|
|
|
|
|
by geoff-codes
3946 days ago
|
|
Identical is pretty easy. Maybe something like this. #!/bin/sh
here=$PWD
dir=.
depth=
rm -f /tmp/list
[ $# -eq 1 ] &&
[ -e "$1" ] && dir=$1 || depth=$1
[ $# -eq 2 ] && for i in "$@"; do
[ -e "$i" ] && dir=$i || depth=$i
done
for each in $(find -L $dir -type d -depth $depth 2>/dev/null); do
[ -x "$each" ] && cd "$each" &&
sha=$(tar c . 2>/dev/null | tar xmvO 2>&1 | xz | shasum | sed 's| .*||')
[ $(find . 2>/dev/null | wc -l) -gt 1 ] && echo $sha $each >> /tmp/list
cd "$here"
done
for sha in $(cat /tmp/list | sed 's| .*||' | sort | uniq); do
[ $(grep $sha /tmp/list | wc -l) -gt 1 ] &&
echo Identical directories: && grep $sha /tmp/list | sed 's|.* ||' && echo
done
Similar and "similar-and-strictly-newer" both are much trickier as you have to invent a rubric for what "similar" mean, and `diff -qr` isn't going to tell you if, say, the files are mostly the same, but have been moved into a subdirector.
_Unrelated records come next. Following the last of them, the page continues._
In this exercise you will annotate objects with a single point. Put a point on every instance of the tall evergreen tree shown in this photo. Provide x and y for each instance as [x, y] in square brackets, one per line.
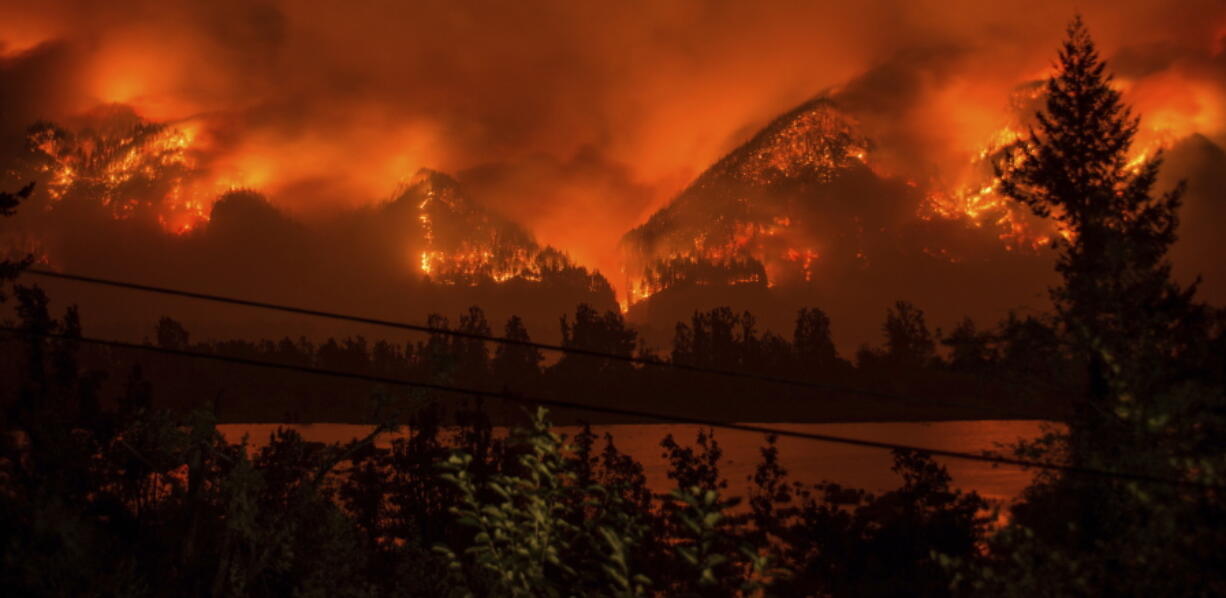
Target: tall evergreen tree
[1117, 303]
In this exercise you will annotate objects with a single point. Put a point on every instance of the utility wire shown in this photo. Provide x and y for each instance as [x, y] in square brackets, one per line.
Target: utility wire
[575, 351]
[634, 413]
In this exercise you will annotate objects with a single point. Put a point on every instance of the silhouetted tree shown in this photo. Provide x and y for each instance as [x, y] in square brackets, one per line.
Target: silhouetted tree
[514, 364]
[171, 335]
[814, 348]
[907, 340]
[969, 348]
[1117, 300]
[10, 268]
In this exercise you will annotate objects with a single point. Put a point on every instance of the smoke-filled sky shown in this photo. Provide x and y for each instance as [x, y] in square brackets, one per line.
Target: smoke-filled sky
[578, 118]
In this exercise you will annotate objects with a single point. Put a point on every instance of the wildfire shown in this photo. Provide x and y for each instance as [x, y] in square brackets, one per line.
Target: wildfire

So I'd probably use git, traversing the file tree by moving the .git dir around and adding each candidate directory as a different branch, and doing a `git gc` each time to try to keep the size of the index manageable. Then doing a `git diff [--word-diff] [--stat] --find-copies-harder` between branches will pick up files that have been moved around, etc. You could literally do this for every directory and subdirectory, but if you can narrow it down to, say, directories with the same baseman, it would be substantially easier.On the other hand, I would say I suffer from this same ailment, I just mostly don't bother sorting it out. I just use something like http://cpansearch.perl.org/src/ANDK/Perl-Repository-APC-2.00... to make hard links between identical files, keeping the size of the monstrosity in check. |
|